Seconds later, the Oakleaf medical team – emergency nurses Jill Jones, Yelitza Borges-Figueroa and Joyce Nieves, along with Suzie Baxter, a respiratory therapist, and emergency physician Joseph King, MD – ran out to help lift Markert onto a stretcher. Borges-Figueroa continued chest compressions while Markert was rushed into an exam room.
“The nurse actually had to get on top of my husband on the stretcher to continue CPR while he was being wheeled into the exam room,” remembered Mrs. Markert.

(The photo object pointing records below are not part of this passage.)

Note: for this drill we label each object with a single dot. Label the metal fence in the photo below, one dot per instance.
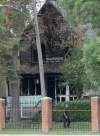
(28, 116)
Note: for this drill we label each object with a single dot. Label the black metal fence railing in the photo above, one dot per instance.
(23, 116)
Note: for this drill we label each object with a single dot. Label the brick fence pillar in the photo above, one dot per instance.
(95, 114)
(2, 114)
(46, 114)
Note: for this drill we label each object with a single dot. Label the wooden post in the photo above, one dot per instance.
(95, 114)
(46, 114)
(2, 114)
(39, 50)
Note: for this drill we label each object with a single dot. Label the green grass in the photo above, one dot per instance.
(35, 128)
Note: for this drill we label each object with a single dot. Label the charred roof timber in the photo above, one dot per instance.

The medical team worked to stabilize Markert, who was experiencing “ventricular fibrillation,” a condition in which the chambers of the heart quiver rather than pump blood. “Jim was essentially dead,” said Dr. King. “We had to shock his heart several times to restore a normal rhythm.”
Once Markert was stable enough to be transported, he was rushed by ambulance to the heart catheterization lab at Baptist Heart Hospital. Cardiologist David Hassel, MD, with Baptist Heart Specialists determined Markert had a 99% blockage in the left anterior descending artery that carries fresh blood to the heart so it can pump properly.
Dr. Hassel performed a heart catheterization and placed a stent in the artery to restore blood flow. “This type of heart attack is called a ‘widow maker’ because blockage to the main heart artery is usually fatal,” he said. “The quick response – from the security guard’s initial chest compressions to the amazing work of the entire medical team – saved this man’s life,” Dr. Hassel said.
A new outlook
Looking back on what he’s been through, Markert said, “All the right people with all the right skills were there at the right time. I am so grateful to the team who cared for me,” he said. “I would not have survived without them.”
Understandably, Markert’s outlook on life is different now. “I thank God for my second chance. My work for Him isn’t done yet,” he said.
Markert was able to return home five days after having a heart attack. He and his wife are already making healthy changes, including eating a plant-based diet. The Cardiac Rehabilitation program at Baptist Jacksonville is helping Markert regain his physical strength.
Baptist Health has a total of six emergency centers in the Northeast Florida area, which are designed to provide life-saving care in situations like Markert’s. “My wife and I noticed the Oakleaf ER being built every time we’d drive by,” said Markert.
“I’m sure glad they got that place built in time.”